Op de toedeling van bevoegdheden aan medewerkers van het CIZ is volgens de Hoge Raad de Awb van toepassing. Met de uitsluiting van toepasselijkheid van de Awb, genoemd in de parlementaire geschiedenis, is volgens de Hoge Raad slechts gedoeld op het uitsluiten van de bestuursrechtelijke rechtsgang. Afdeling 10.1.1 Awb is dan ook van toepassing op de verlening van bevoegdheid aan medewerkers van het CIZ om een verzoekschrift op de voet van art. 26 Wzd in te dienen. De Hoge Raad overweegt vervolgens:

3.4 Het verzoek tot machtiging op de voet van art. 26 Wzd strekt tot (voortzetting van) gedwongen opname, en dus tot (voortduring van) vrijheidsbeneming. Gelet op de aard van een dergelijke maatregel dient bewijs te worden verstrekt van de bevoegdheid van de betrokken medewerker van het CIZ om een dergelijk verzoek in te dienen, als de betrokkene hierom verzoekt.

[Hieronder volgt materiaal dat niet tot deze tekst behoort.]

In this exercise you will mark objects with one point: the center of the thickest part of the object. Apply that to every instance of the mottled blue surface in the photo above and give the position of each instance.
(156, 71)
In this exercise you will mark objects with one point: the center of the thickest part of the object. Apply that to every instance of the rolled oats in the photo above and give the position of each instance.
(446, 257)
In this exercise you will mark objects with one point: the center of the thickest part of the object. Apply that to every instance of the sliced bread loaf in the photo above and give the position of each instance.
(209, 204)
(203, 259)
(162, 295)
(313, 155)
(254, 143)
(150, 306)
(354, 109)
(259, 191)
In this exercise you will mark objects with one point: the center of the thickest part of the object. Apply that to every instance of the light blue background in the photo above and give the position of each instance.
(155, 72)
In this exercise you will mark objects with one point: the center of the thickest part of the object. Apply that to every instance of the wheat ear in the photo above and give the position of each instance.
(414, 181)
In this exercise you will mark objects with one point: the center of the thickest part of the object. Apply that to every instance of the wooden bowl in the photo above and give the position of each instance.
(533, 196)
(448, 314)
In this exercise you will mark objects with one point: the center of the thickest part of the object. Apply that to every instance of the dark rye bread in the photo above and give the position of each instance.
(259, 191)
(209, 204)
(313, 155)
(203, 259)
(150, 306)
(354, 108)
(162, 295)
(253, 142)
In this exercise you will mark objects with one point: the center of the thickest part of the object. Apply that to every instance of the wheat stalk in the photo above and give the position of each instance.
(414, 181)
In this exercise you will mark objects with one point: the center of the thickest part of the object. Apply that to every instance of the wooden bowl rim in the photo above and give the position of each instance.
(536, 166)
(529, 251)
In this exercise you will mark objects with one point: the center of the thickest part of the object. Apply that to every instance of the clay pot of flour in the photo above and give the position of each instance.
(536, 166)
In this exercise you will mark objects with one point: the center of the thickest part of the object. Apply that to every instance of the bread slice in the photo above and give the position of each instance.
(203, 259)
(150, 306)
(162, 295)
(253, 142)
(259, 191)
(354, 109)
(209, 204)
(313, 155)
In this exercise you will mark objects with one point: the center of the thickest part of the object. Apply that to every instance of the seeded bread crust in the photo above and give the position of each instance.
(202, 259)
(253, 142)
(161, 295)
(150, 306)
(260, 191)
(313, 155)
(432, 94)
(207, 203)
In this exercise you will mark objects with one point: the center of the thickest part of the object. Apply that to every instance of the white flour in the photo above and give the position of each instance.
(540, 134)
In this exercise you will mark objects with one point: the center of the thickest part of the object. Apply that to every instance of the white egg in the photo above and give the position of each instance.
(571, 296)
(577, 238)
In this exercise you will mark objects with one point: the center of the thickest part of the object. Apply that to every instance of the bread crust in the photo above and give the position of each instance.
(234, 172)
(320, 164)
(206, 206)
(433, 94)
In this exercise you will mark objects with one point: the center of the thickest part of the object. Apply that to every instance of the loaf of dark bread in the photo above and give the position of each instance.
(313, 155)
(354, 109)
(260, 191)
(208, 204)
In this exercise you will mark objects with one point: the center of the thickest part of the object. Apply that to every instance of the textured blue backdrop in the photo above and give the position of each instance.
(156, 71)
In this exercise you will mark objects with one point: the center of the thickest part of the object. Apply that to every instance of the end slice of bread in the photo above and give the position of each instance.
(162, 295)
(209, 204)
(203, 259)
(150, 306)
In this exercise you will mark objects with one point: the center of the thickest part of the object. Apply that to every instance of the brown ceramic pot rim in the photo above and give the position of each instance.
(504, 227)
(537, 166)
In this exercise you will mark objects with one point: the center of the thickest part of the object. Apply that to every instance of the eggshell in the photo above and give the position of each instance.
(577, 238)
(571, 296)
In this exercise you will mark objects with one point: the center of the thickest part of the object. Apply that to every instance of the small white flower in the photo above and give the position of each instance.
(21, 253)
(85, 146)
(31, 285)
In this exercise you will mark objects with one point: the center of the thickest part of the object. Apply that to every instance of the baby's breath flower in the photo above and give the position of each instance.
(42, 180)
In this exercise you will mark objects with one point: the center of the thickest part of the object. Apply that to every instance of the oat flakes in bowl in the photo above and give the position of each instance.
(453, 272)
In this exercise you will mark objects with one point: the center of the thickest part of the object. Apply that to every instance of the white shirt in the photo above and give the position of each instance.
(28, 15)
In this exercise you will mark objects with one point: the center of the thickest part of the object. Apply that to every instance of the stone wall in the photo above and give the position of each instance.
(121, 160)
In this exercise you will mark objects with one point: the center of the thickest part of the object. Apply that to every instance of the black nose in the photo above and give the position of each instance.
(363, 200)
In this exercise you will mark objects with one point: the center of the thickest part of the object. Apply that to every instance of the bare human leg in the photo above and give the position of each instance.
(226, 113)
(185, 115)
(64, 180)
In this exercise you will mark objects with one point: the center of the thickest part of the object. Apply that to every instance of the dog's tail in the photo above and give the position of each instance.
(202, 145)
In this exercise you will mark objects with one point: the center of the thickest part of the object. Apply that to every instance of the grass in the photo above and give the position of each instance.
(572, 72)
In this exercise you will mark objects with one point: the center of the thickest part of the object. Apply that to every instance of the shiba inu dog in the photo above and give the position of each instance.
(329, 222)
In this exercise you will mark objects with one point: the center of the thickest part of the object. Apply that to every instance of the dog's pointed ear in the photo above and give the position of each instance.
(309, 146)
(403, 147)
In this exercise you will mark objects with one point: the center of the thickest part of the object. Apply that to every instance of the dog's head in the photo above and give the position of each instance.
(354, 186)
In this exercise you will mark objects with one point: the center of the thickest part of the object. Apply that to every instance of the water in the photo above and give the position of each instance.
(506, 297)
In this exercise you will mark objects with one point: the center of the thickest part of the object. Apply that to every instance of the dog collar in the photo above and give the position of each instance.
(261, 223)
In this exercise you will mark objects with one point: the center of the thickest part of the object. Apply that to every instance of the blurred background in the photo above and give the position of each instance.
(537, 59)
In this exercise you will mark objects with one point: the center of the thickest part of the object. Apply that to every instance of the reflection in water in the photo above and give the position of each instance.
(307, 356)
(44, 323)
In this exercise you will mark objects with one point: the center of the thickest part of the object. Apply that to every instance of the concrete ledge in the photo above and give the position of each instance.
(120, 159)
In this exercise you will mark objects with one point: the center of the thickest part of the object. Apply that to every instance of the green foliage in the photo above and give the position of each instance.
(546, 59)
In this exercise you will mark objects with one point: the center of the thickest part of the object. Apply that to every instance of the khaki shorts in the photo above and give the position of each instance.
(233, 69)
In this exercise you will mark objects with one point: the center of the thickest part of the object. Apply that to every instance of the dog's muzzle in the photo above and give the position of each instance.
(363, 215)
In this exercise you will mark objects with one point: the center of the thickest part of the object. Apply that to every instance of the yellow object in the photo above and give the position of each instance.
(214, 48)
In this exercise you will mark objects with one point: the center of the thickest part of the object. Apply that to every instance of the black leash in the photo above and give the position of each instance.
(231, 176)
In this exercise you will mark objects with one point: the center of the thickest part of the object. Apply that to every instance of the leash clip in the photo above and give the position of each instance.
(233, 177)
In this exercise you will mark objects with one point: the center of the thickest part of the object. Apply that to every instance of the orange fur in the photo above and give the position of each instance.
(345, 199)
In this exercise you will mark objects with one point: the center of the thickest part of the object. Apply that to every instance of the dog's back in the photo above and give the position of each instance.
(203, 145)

Aan dat verzoek van de betrokkene kunnen geen bijzondere eisen worden gesteld.

Het voorgaande lijdt uitzondering indien de bevoegdheid van de betrokken medewerker blijkt uit een voor een ieder toegankelijk, gepubliceerd besluit van het CIZ. (…)

De Hoge Raad constateert echter dat van dat laatste geen sprake is.

Volgt vernietiging en terugverwijzing.